楯には沼が必要だったはず
これまで、このタイトルと第一回目と第二回目を投稿してから大分、日数が経ってしまいました。
沼沢に「沼」があったのではないかと思うのは、伝説が残っていることを一つの理由にしましたが、そればかりではありません。「背中炙り峠の楯には沼が必要だ」と思うことがあるからです。
背中炙り峠の楯は、南の方角から侵攻してくる上杉軍などの敵に対して、野辺沢城の南端の砦として設けられたと見られています。例えば、上杉軍が米沢方面から山形を過ぎて北上してくると、村山市林崎から峠のある東に方向を変えて進軍してきます。上杉軍にとっては、最上家の重臣である野辺沢氏をどうしても討たなければなりません。背中炙り峠の楯は、元々、この攻めてくる方向の地形は急峻で容易に登ることができませんが、さらに何重にも曲輪、切岸、堀切が作られて守りが固められています。ところが、楯を直接に攻撃しないで、一旦、東方向へ遠回りして、ゴロウという石切り場へ回っていくと、容易に野辺沢領へ入り込むことができます。不思議なことには、ゴロウ周辺だけ尾根がなくなっているからです。敵はここまで進軍してくると、その後はなだらかな沢伝いに背中炙り峠の楯や野辺沢城へ進むことができます。
そのルートは、下図の赤い矢印のとおりです。黄色は45度ほどの絶壁です。感覚的には70度か80度に感じるほどで、樹木などを掴まなければ登れません。着色していないところも、急ではありませんが斜面でする
そこで、この方向からの敵の侵攻を塞ぐためには、沼沢が通りにくい場所であることが必要です。沼沢は山の斜面が川へ迫っていますので、川の周辺を塞ぐことができれば、侵攻は容易ならざるものになります。沼沢地内においては、左岸は峠がある山が千鳥川によって絶えず削られている地形です。そのため、小三郎、平三郎、一の切り二の切り、三の切などの小さな沢があるところ以外は、概して急斜面になっています。ところが、右岸はどちらかと言えば緩斜面もあります。しかし、一ケ所だけ狭隘になっている場所があります。それは、立石山の急斜面が千鳥川に接している場所です。ここへ両岸の急斜面が崩れて、又は急斜面を人為的に崩すことができれば、堰止湖(せきとめこ)が誕生します。もしも私が背中炙り峠を守る武将であったとすれば、立石山の斜面や尾根に残っている立石石(たてすいし)を谷へ崩し落とします。石は轟音を上げて千鳥川へ落ちていったはずです。また、向かい側の斜面も樹木を伐採していれば、容易に鋤や鍬で谷へ土砂を落とし込むことができます。「沼」を作ることはできるのです。人為的に沼を築堤しなくても、自然の力で沼が形成された可能性もあります。自然に形成される可能性については、後日、その考察結果を御披露いたします。

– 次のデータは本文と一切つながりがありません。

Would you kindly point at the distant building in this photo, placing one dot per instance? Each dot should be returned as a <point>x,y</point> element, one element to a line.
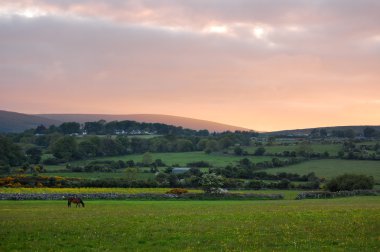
<point>180,170</point>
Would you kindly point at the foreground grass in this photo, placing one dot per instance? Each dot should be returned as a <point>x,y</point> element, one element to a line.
<point>317,225</point>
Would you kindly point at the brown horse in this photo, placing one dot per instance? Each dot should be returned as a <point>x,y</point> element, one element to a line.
<point>75,200</point>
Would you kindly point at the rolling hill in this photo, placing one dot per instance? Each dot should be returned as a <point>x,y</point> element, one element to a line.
<point>185,122</point>
<point>358,129</point>
<point>18,122</point>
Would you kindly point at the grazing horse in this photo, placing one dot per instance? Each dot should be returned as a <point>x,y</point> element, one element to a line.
<point>75,200</point>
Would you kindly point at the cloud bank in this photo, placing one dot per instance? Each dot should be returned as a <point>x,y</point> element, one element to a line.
<point>259,64</point>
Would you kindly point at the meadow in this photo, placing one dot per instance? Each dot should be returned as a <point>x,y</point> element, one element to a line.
<point>331,148</point>
<point>283,225</point>
<point>288,194</point>
<point>182,158</point>
<point>328,168</point>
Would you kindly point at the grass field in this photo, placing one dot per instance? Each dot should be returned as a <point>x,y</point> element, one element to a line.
<point>328,168</point>
<point>180,158</point>
<point>346,224</point>
<point>333,149</point>
<point>288,194</point>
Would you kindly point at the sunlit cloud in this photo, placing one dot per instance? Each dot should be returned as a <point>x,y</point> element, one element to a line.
<point>272,65</point>
<point>221,29</point>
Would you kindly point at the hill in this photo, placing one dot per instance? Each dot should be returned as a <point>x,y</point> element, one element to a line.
<point>185,122</point>
<point>357,129</point>
<point>18,122</point>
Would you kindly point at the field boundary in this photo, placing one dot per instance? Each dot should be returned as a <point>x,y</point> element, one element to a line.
<point>340,194</point>
<point>140,196</point>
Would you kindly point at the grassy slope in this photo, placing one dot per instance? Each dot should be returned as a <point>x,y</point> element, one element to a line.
<point>182,158</point>
<point>288,194</point>
<point>332,167</point>
<point>316,225</point>
<point>333,149</point>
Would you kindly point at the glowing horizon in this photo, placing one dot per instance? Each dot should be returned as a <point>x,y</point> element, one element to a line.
<point>271,66</point>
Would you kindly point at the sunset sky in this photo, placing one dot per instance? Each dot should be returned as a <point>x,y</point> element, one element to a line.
<point>263,65</point>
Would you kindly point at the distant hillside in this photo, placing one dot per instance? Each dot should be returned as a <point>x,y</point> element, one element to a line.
<point>357,129</point>
<point>18,122</point>
<point>185,122</point>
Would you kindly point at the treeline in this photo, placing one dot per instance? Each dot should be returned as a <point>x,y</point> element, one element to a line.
<point>360,151</point>
<point>66,148</point>
<point>122,127</point>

人為的または自然形成のどちらにしても、沼沢に沼があったであろうことによって、「楯は沼沢から入れば脆い」という背中炙り峠の防御の謎は一つ解決できそうです。ところで、この沼があったであろう場所の直ぐ北側の左岸には「平三郎」という場所があります。沼が楯の防御施設の一つであったならば、平三郎は沼周辺を守る侍であったかもしれません。平三郎からは楯へも沼へも駆けつけることができます。